Oroonoko: The Perception on Natives

Pg. 57-59

Oh! Here’s our tiguamy, and we shall now know whether those things can speak .”

Really it’s not just this quote that I’m looking at, but the entire scene of interactions between the narrator’s group and the natives between pages 57-59. I just thought this part was really interesting and it was almost like the reactions and views were reversed. We all know that Europeans more than often had a very low opinion of people that are not of their own, but this section seems to show that it also happened with people who were the “others”.

When the narrator and her group went to explore and observe the the natives nearby, the situation ended up reversing. It was the natives who questioned their ability to speak or think intelligently. They were in awe of the foreign attire that the women were wearing – and probably thought they were dumb to wear such heavy materials in the heat that was common there. Throughout the section, the narrator’s expectations were proven false (from the reaction they received, to her image of the warriors) and the natives seemed to have had a much better, more intellectual depiction.

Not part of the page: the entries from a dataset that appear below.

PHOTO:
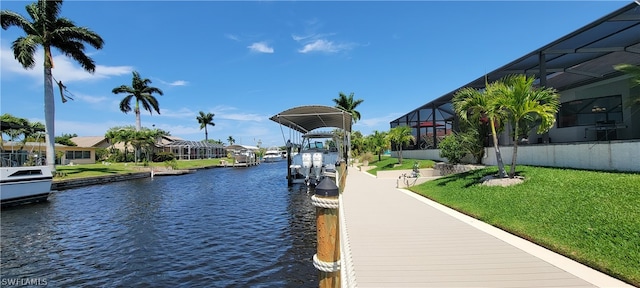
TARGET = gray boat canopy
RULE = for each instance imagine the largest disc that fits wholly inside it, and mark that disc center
(306, 118)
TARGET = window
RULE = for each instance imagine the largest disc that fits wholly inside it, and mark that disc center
(588, 112)
(70, 155)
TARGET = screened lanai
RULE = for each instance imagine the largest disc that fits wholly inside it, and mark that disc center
(583, 58)
(187, 150)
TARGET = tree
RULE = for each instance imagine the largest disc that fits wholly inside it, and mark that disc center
(49, 31)
(470, 103)
(400, 135)
(142, 93)
(204, 120)
(349, 105)
(523, 104)
(379, 143)
(65, 139)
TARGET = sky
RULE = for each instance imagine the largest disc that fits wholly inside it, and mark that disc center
(245, 61)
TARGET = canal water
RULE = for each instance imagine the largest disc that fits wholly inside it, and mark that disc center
(219, 227)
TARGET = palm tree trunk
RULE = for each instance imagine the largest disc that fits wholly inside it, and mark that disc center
(501, 172)
(49, 117)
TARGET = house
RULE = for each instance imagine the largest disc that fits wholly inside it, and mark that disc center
(597, 127)
(19, 151)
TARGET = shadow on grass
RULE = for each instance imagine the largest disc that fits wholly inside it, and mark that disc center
(466, 179)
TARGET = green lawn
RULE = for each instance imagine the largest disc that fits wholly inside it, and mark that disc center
(592, 217)
(389, 163)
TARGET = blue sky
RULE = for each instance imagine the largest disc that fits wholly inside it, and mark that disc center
(247, 61)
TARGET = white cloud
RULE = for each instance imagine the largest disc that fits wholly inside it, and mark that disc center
(232, 37)
(261, 47)
(320, 43)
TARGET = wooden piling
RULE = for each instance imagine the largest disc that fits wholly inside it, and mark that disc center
(343, 176)
(327, 259)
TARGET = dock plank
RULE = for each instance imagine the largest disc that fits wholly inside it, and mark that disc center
(398, 240)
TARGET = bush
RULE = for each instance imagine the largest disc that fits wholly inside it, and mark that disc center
(452, 148)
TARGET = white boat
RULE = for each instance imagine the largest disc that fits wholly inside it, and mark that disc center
(19, 183)
(273, 155)
(24, 184)
(318, 152)
(316, 159)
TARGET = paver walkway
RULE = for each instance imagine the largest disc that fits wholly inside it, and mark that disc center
(399, 239)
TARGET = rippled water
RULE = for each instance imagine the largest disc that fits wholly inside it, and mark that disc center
(220, 227)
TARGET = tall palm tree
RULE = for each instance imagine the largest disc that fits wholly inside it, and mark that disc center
(379, 142)
(522, 102)
(49, 31)
(204, 120)
(349, 105)
(400, 135)
(143, 94)
(471, 103)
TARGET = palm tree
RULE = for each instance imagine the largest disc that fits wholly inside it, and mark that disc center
(400, 135)
(379, 143)
(470, 103)
(634, 71)
(349, 105)
(143, 94)
(49, 31)
(524, 103)
(204, 120)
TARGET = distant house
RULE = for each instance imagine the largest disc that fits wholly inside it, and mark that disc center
(18, 151)
(182, 149)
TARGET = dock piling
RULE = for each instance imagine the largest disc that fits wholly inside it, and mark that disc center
(327, 258)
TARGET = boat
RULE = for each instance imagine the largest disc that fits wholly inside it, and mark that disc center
(24, 184)
(317, 153)
(273, 155)
(316, 158)
(19, 182)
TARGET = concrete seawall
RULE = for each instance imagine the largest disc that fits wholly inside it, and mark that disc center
(73, 183)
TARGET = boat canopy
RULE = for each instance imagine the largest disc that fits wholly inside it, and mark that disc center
(306, 118)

Whether or not this was just a figment of her imagination or an actual experience from the writer, the fact that this portion of the novella is written as such shows that to some degree people of the time understood that the natives of these new colonies were intellectual to a certain extent. I feel like it would impossible otherwise for such depictions to come about, if the consensus was that they were completely uncultured, or incapable of acting as a society. The questions these natives were wondering in this book, were the exact ones the Europeans were thinking, so it is understandable to think that she viewed the natives as someone who had some intellectual capacity. Of course this is very romanticized and still has that sense of European superiority throughout – she did say she expected the native warriors to look like beasts – it is still a different take on natives that I never came upon before.

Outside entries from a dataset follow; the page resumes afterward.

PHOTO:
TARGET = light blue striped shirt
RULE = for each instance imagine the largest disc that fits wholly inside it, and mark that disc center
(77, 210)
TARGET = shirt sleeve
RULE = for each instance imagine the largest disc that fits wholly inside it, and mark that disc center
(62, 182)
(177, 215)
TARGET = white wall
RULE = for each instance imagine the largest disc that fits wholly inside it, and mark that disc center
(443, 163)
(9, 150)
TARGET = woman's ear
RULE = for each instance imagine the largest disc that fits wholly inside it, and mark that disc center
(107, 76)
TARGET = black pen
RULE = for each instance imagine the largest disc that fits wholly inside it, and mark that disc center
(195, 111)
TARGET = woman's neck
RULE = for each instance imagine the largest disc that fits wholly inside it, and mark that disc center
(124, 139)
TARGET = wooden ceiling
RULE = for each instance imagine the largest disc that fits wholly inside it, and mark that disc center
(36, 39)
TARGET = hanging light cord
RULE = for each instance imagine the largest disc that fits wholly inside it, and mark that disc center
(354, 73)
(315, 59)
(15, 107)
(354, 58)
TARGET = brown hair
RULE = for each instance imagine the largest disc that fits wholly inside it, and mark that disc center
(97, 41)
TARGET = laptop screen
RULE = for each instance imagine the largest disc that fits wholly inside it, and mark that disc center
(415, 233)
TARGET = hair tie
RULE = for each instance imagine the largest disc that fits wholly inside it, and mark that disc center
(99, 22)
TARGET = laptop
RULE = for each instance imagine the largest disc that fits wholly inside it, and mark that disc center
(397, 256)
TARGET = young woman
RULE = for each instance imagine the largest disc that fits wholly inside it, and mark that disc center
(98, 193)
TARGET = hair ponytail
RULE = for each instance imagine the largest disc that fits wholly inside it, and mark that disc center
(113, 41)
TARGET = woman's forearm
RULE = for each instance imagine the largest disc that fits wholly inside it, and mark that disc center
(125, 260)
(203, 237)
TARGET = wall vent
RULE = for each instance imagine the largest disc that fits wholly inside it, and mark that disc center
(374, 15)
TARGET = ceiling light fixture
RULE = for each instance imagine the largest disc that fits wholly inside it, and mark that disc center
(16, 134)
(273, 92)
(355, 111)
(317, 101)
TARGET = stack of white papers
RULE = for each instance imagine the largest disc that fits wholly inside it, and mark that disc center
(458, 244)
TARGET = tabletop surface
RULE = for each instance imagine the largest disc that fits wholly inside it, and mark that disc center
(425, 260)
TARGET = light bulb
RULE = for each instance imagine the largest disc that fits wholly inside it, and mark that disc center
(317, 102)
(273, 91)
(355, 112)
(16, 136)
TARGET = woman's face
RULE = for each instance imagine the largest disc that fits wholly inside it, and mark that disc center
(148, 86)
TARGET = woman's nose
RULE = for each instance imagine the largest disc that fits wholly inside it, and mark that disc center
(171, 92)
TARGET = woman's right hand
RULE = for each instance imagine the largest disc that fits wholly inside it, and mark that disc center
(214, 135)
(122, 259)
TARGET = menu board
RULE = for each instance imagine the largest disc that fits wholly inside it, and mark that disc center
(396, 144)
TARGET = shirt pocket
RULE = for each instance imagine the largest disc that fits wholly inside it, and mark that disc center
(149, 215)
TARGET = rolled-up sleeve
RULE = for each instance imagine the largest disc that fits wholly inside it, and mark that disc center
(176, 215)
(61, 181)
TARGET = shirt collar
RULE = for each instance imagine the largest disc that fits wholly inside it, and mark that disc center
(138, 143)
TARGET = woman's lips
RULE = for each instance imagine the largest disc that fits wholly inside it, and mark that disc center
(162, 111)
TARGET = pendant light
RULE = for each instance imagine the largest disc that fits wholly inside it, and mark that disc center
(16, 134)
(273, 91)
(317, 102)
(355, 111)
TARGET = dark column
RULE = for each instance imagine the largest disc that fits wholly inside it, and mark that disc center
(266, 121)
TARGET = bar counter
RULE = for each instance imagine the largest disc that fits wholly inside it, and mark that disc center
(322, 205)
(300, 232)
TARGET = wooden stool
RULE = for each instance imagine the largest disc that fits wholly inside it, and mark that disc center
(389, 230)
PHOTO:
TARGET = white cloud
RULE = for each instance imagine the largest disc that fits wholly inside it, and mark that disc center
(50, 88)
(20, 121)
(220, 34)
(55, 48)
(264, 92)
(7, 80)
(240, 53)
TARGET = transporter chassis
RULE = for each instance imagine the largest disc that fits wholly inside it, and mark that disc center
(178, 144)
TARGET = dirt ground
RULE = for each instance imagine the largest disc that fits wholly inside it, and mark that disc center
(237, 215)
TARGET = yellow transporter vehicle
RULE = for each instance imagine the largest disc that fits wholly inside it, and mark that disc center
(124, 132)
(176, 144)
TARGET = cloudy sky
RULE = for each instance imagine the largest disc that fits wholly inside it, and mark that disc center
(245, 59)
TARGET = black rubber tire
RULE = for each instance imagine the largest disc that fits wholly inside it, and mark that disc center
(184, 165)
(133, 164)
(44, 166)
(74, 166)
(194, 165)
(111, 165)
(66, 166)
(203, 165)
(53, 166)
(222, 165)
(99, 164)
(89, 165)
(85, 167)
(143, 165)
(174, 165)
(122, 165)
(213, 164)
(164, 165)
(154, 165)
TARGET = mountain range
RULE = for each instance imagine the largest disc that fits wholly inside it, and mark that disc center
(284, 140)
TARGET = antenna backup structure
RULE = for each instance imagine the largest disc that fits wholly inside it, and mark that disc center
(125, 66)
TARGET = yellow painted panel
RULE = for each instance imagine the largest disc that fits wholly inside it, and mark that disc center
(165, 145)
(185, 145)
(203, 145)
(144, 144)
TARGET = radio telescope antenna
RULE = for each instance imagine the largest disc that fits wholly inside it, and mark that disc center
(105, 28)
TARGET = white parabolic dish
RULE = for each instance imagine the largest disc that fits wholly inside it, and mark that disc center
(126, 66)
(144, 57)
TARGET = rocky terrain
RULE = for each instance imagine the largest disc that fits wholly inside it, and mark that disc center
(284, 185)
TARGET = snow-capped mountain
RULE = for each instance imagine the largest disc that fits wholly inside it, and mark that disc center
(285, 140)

I definitely think that since the story was so short, I was more focused on the actual storyline when I first read it. However, after our discussions in class I was compelled to look at it differently and try to find the nuances that everyone picked up on. This book is definitely richer than people would think at first glance.

3 thoughts on “Oroonoko: The Perception on Natives

  1. Hi Hilary! I found this section of the book interesting as well. The tables were definitely turned, so to speak, in that the native peoples were actually commenting on the Europeans in an intellectual manner. The book, and as you mentioned, most books of that era, placed characters of European decent greater in all capacities to natives, so whenever these pages came about, I was a bit shocked to find this description there as well. It leaves the reader compelled to wonder if this was a factual depiction or not. What historians have recorded from that time period from European travelers places non-Europeans at such a primitive level of understanding, but from what has been found over time is that the native peoples were in actuality quite advanced in their own ways of life. Since it was not the same way of life as the Europeans lived, the natives were often misrepresented in texts of the day as nonintellectuals. It would be interesting to see if there were any other sources from this time stating the thoughts of the native people in a similar way…Anyways, great post!

  2. Aphra Behn’s, Oroonoko, really did illuminate the native’s perspective as for me, as well. Also, Oroonoko is not your general novella. Generally, the rhetoric during the 17th century, was that historians often time read, and encountered prejudice narratives, which presented the construct, of the 17th century sophisticated European male, seeking to spread his religion, while claiming land and resource for the Monarch.
    Yet, the novella from Aphra Behn has further interested me, for the fact that, she has taken profound care with her pen, in striving to please the king, while maintaining the truth of a lynching.
    In closing, even though the story was short, I think it was perfect in its character. From the way Imoinda morality was written about, to the thoughts the natives had reflected in Oroonoko. It was one of the stories where you say, “hey, I have never seen or read anything of that nature, what is the deeper story here?”
    I think that’s what Hilary has done in her blog here, because she examines the interaction of the Native and European’s of the 17th century, which, I agree, was reversed from previous narratives and frameworks of the 17th century.
    In closing, even though the story of Oroonoko and his wife Imoinda, breaks my heart every time I think or read of it. The intimate narrative, provided by Aphra Behn, has been written so profoundly, that the burden of virtue within it, outweighs the burdens of colonialism outside.

  3. This was a very interesting scene in the book. I would agree that the narrator believed that the Natives had intellectual capacity. It seems as though that in every reading all foreign settlers believe that natives will look like beasts. It’s crazy to think that these two different types of people were brought together. Two different cultures with two completely different ways of life. It would have been very interesting to be placed in this situation as I would have no idea what to expect when meeting the native population.